The younger King says a recent gig at the iconic Grand Ole Opry was a sort of karmic justice for his ancestor. In his youth King absorbed the musical tastes of his father and grandfather but also the realities of being a working musician in an adolescence that left him as an older soul compared to others in his age group.
“I figure a big part of legacy is my love of dad humor. I grew up with my dad and grandfather, that old goofy-guy humor, just hanging out with my grandfather and grandmother and dad all day,” he says. “Aside from that I just played guitar. They would talk about real-world issues and shit going on.
"It was adult conversation all day and I would spend hours studying pop culture so a lot of those things these guys referenced in everyday conversation, I understood. I studied a lot of things at a young age that my favorite musicians would have been going through in everyday life. I wanted to learn all about the pop culture surrounding my favorite artists and what I would have dealt with. So I always had more of an understanding of an older generation.”
That combination of reverence for an older generation and a young man’s energy and passion has led King to his current lofty career heights.
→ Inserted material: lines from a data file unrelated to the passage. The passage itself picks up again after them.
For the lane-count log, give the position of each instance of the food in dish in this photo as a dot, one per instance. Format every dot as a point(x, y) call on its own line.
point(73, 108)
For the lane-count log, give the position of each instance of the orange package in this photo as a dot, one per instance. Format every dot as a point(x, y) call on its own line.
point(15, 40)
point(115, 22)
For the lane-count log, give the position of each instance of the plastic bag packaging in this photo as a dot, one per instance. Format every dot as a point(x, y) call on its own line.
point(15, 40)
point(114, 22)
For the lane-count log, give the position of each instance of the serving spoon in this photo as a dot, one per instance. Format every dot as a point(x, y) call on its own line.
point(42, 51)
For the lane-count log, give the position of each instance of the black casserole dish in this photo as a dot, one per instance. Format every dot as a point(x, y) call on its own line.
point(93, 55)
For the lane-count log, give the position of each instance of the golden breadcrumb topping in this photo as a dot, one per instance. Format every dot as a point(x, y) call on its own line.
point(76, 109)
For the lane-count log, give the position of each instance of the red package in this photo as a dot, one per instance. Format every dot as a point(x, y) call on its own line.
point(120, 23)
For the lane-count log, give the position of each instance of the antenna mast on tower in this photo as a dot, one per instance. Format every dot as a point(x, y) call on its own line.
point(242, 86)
Country, soul, blues and rock have all been a conduit to convey primal emotions like joy and pain, if not vocally then through visceral instrumentation. With his new-found confidence in his voice, King is better equipped than ever to say what he has to say.
“I hold on to a lot of things that happened to me,” he says. “I think it’s a common thread that Southern men don’t express themselves. A lot of people have trouble expressing themselves and repressing bad memories and bad experiences. I’m guilty of it as well, but some things I want to write about and I don’t feel I have the proper vocabulary or know how to put it into the right words. So I hold onto things and on this record I spoke about different things I’ve been holding on to.
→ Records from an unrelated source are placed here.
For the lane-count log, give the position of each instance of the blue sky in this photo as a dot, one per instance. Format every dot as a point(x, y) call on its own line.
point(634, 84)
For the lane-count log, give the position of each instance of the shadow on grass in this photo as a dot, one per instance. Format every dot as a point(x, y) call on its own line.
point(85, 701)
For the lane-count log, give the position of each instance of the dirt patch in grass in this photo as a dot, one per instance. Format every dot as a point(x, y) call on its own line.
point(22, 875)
"Sweet Mariona was a song I tried to make work with my band and it just never worked. I finally felt comfortable expressing it. I am 23, but a lot of my favorite artists did incredible things at 23. A lot of people never reference the fact that Gregg Allman was 23 when he played the Fillmore East, and he’s a legend. I think there’s something to be said for being a younger person because you feel emotions a little bit stronger and you’re not as jaded by the world.”
King’s still not a bluesman, but he’s got a lot to say and a mic and guitar to say it with. A solo album and tour are under way, but a return to his own band is imminent - all part of the rock ‘n’ roll arc he’s studied so closely.
“It’s something I’ve always seen happen with a lot of my heroes. When the Allman Brothers were really at the top of the heap around the third or fourth album, which we are, Gregg Allman did Laid Back and the band was in his name,” King says. “I could argue Tom Petty did the same thing with Full Moon Fever.
"It’s been done before, I’m not reinventing the wheel. I just think it’s important to do something on your own and when you come back to your unit, which for me is the Marcus King Band, you have a deeper appreciation for it and you miss those guys.”